L’avocat de l’accusé a-t-il la possibilité d’affaiblir son témoignage ainsi que de semer un doute dans l’esprit du jury en ce qui concerne l’identification faite au procès par le témoin ?
Oui. Il doit contre-interroger le témoin afin de la mettre en contradiction avec sa déclaration écrite antérieure. Cependant, il doit auparavant attirer son attention et lui exhiber les parties de sa déclaration qui doivent servir à la mettre en contradiction. En principe, en vertu de l’article 10 de la Loi sur la preuve, tout témoin peut être contre-interrogé sur sa déclaration écrite antérieure sans qu’on soit obligé de lui exhiber l’écrit. En toute justice pour le témoin, il importe de lui rappeler les circonstances dans lesquelles il aurait fait cette déclaration antérieure. S’il nie l’avoir faite, la preuve de son existence devra être faite soit en interrompant immédiatement son témoignage et en faisant entendre les policiers qui ont pris sa déclaration au moment opportun.
En août, avant la tenue de l’enquête préliminaire, Zaid Musharef est retourné vivre au Pakistan. La police n’arrive pas à le retrouver pour qu’il puisse être assigné comme témoin au procès. Le procureur de la poursuite veut mettre en preuve ce que Zaid Musharef a vu lors des événements, et a immédiatement déclaré à Ibrahim Rahman à ce sujet.
Le procureur de la poursuite peut-il mettre en preuve ce que Zaid Musharef a vu?
Oui. Pour mettre en preuve ce que Zaid Musharef a vu, la poursuite doit faire relater par Ibrahim Rahman ce que Zaid Musharef lui a déclaré, ce qui constitue du ouï-dire. Avant d’admettre cette preuve, le tribunal devra tenir un voir-dire, hors la présence du jury, afin de déterminer le caractère de nécessité et de fiabilité de cette déclaration.

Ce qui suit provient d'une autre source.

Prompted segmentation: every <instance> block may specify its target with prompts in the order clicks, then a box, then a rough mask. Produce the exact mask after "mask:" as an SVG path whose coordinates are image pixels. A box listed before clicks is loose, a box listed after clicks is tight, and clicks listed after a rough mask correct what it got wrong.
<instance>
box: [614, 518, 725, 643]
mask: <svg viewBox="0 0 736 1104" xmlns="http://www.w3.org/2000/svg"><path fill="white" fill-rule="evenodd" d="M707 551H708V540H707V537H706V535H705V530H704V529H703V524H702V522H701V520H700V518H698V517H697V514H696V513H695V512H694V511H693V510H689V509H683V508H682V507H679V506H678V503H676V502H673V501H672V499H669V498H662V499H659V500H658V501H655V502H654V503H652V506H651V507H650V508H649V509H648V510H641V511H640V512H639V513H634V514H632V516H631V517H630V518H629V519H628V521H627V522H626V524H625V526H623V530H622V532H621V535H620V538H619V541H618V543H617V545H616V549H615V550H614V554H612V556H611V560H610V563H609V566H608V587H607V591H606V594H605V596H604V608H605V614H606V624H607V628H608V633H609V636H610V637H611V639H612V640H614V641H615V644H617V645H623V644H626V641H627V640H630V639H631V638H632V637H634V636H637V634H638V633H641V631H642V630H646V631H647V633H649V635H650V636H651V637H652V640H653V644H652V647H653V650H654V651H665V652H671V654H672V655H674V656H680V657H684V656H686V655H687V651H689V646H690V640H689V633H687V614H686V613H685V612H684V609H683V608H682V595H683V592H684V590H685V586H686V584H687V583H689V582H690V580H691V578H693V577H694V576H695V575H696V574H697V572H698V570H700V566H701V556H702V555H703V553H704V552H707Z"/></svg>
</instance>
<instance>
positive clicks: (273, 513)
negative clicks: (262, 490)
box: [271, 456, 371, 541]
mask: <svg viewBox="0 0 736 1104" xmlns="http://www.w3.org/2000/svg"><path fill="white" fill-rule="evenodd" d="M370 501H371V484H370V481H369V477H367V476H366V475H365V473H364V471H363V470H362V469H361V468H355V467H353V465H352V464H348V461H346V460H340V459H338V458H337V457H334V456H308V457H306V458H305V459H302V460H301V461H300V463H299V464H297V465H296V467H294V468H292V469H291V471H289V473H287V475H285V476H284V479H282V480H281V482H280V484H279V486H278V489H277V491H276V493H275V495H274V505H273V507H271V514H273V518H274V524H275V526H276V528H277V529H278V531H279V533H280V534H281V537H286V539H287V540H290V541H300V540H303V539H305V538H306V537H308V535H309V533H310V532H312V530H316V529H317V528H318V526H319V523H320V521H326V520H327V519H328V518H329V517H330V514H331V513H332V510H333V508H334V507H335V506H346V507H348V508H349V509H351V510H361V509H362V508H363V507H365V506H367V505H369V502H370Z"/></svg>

La nécessité sera établie par l’impossibilité de retrouver l’auteur de la déclaration et la fiabilité par les circonstances qui ont donné lieu à celle-ci : contemporanéité, spontanéité, absence de raison de mentir, etc. (R. c. Khan, [1990] 2 R.C.S. 531; R. c. Smith, [1991] 1 R.C.S. 714; R. c. Khelawon, 2006 CSC 57).
Si le tribunal considère que cette preuve est nécessaire et fiable, Ibrahim Rahman pourra, lors de son témoignage, relater ce que Zaid Musharef lui a déclaré avoir vu.
Lors de son témoignage, le témoin mentionne qu’il ne se souvient pas du numéro de plaque d’immatriculation du véhicule ayant servis à commettre le crime. Le procureur de la poursuite peut-il mettre en preuve le numéro de la plaque d’immatriculation du véhicule?
Oui. Par la technique visant à rafraîchir la mémoire de son témoin à l’aide de la facture. Si sa mémoire n’est pas ravivée, il faut lui faire dire qu’il a noté le numéro sur la facture en question. Il faut ensuite déposer la facture en preuve pour valoir de son contenu.